Judges 6 - Gideon
I have preached from Judges 6 many times. I love the story of Gideon and what is represents regarding individual spiritual growth.
As I sat down with my journal, I asked God to bless this reading and offer something that I haven’t seen before. Something that would make a story I love become more significant. God honored my request.
Once again, Israel rebelled against God and needed correction and discipline. God allowed the Midianites to overpower Israel. The text goes on to explain the Midianites would take any food Israel had and leave them to go hungry. They were in a predicament for sure.
Much of the conflict in the Middle East began with family conflict. Each clan wants what belongs to the other and there is no middle ground. No compromise. No agreement. This story is no different. After Abraham buried his wife, Sarah, and after Isaac married Rebekah, Abraham took another wife at the young age of 120+ (estimate). Genesis 25 says that she bore him 5 sons; one of them was Midian. The argument of “descendants of Abraham” certainly applies here.
To further complicate the situation, Joseph was sold in Egypt by Midianites (Genesis 37). If that wasn’t enough, Moses’ father-in-law was a priest in Midian.
There is bad history between these groups that runs deeper than Republicans and Democrats.
After this round of oppression, Israel called out to God for redemption. God’s faithfulness prevailed through his servant, Gideon. God appeared to Gideon as he was threshing wheat in a winepress – a contest he was going to lose from the beginning. There is so much we could unpack, but I want to draw your attention to five sentences and one resounding thought.

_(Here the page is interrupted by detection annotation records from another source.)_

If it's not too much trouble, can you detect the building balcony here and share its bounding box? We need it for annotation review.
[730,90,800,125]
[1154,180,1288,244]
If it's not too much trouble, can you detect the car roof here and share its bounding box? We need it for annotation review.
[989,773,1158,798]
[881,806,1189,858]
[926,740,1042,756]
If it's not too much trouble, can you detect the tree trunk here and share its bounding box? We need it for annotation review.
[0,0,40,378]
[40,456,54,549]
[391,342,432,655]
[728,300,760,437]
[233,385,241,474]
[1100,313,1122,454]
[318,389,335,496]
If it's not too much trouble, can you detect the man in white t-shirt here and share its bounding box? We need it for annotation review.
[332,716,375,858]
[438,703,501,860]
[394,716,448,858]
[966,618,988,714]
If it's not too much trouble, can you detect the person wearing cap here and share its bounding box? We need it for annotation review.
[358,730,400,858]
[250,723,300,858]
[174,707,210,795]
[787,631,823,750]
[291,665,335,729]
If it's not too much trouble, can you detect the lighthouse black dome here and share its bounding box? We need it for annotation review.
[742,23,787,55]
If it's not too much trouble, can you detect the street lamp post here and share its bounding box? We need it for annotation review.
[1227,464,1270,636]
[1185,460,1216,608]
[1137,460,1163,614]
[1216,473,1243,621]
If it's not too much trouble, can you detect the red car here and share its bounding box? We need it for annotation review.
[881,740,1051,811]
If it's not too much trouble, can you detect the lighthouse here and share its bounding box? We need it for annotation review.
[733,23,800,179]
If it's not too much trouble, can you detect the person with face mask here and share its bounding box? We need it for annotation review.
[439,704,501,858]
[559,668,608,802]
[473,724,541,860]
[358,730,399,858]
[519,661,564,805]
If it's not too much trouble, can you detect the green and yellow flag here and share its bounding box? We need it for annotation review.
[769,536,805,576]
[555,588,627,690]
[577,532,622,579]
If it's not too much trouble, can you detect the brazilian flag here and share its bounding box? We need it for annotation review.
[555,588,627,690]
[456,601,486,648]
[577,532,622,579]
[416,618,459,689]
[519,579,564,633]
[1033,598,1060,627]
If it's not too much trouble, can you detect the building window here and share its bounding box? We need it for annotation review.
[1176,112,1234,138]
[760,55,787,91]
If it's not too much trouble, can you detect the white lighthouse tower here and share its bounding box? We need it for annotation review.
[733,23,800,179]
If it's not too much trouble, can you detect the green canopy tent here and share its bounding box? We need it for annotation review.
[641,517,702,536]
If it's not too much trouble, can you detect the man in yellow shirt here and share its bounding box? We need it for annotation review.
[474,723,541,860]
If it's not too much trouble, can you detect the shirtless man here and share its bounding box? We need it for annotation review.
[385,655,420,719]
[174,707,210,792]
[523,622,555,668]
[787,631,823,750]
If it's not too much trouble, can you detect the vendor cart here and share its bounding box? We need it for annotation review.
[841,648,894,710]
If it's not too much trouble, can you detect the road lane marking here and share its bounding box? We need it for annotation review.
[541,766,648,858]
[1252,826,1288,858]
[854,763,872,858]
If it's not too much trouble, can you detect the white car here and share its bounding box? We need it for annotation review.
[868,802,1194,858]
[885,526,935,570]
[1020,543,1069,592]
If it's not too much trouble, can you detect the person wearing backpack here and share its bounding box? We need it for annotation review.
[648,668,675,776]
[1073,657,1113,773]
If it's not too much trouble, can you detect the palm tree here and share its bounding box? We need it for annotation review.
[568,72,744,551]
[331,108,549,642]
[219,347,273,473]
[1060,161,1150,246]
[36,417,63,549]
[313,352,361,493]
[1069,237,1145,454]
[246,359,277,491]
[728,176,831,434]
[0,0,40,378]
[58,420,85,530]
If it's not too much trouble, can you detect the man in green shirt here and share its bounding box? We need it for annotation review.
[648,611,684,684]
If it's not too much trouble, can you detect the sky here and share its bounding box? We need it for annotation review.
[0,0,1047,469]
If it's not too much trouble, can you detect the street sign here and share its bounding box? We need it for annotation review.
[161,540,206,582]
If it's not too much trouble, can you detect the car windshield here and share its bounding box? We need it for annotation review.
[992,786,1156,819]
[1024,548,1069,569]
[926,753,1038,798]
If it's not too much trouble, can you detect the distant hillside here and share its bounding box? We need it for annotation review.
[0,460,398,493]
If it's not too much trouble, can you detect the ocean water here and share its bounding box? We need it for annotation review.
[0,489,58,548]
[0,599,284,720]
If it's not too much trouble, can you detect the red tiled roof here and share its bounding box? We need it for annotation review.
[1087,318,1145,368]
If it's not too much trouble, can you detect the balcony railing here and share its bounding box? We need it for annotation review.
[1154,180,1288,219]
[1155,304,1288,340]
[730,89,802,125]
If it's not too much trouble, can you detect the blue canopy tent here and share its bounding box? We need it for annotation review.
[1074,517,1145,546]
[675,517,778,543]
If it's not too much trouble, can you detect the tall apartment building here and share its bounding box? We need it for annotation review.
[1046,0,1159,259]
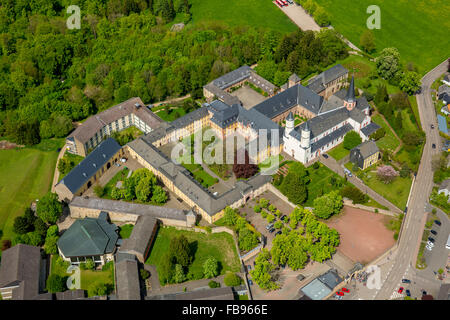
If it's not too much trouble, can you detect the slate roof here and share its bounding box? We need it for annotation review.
[308,64,348,93]
[361,122,381,137]
[145,287,234,300]
[69,97,163,143]
[350,140,380,159]
[439,179,450,191]
[115,252,141,300]
[58,215,119,258]
[69,197,186,221]
[58,138,122,193]
[128,138,271,215]
[0,244,41,300]
[311,123,353,153]
[207,100,239,129]
[212,65,253,90]
[253,84,324,119]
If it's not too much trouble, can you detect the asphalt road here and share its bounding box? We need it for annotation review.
[375,61,447,300]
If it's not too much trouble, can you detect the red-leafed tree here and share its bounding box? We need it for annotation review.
[233,151,258,179]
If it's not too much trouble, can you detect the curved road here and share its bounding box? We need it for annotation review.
[375,60,447,300]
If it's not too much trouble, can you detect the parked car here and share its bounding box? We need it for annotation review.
[402,279,411,283]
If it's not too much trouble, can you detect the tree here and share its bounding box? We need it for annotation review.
[399,71,421,95]
[375,48,401,80]
[203,256,219,278]
[169,235,192,267]
[377,166,399,184]
[223,207,237,226]
[47,273,67,293]
[250,249,279,291]
[344,131,362,150]
[223,272,242,287]
[44,236,59,254]
[373,84,389,104]
[359,29,376,53]
[36,192,62,224]
[314,191,343,219]
[173,263,185,283]
[238,227,259,251]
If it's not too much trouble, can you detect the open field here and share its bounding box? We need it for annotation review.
[372,114,400,151]
[0,148,58,239]
[189,0,298,33]
[325,207,395,263]
[316,0,450,74]
[145,227,239,280]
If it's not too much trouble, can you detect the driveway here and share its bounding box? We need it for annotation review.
[280,3,320,31]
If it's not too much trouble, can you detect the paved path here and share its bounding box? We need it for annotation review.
[280,3,320,31]
[51,144,67,192]
[320,156,402,213]
[375,59,447,300]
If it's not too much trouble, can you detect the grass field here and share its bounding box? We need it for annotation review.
[51,255,114,298]
[372,114,400,151]
[189,0,298,33]
[312,0,450,74]
[0,145,58,239]
[146,227,239,279]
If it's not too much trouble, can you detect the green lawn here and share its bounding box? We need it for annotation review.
[145,227,240,279]
[50,255,114,298]
[312,0,450,74]
[189,0,298,33]
[360,166,412,210]
[327,143,350,161]
[0,143,60,239]
[372,114,400,151]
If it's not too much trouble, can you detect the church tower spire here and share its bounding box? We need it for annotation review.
[344,76,356,111]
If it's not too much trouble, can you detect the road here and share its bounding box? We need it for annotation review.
[375,60,447,300]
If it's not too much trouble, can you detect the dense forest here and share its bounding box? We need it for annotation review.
[0,0,347,145]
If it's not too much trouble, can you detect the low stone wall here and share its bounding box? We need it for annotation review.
[344,199,398,217]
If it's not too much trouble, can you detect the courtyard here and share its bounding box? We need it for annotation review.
[326,206,395,264]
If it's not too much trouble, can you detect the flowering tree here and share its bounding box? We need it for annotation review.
[377,166,398,184]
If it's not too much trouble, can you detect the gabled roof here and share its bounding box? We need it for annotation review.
[69,97,163,143]
[58,212,119,258]
[0,244,41,300]
[58,138,122,193]
[351,140,380,159]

Verse 12 – The angel of the Lord appeared to him and said, “The Lord is with you, O mighty man of valor.”
Verse 14 – The Lord turned to him and said, “Go in this might of yours and save Israel.”
Verse 16 – “I will be with you, and you shall strike the Midianites as one man.”
Verse 15 – “My clan is the weakest in Manasseh, and I am the least in my father’s house.”
Verse 27 – Because he was too afraid of his family and the men of the town to do it by day, he did it by night.
Manasseh is Joseph’s son. The entire conflict is personal. Our history can determine our path, if we let it. Or our history can help us learn how to better live inside God’s mission for our lives.
God repeatedly spoke into Gideon that he was a mighty man of valor long before Gideon understood that he was more than a mistreated weakling.
God repeatedly speaks into my life and your life that HE offers the strength necessary to walk the mission he has placed before us. We get off our path when we stop believing what God repeatedly speaks into our life. God’s mission uses our history to help us live a better mission. Our history never prevents us from understanding God’s mission for us UNLESS we stop listening.
What has God been repeatedly speaking into your life? How well are you listening? Are you on the path of God’s mission? Have you allowed history to derail what God is doing in your life?
Let’s press forward into the mission of God together.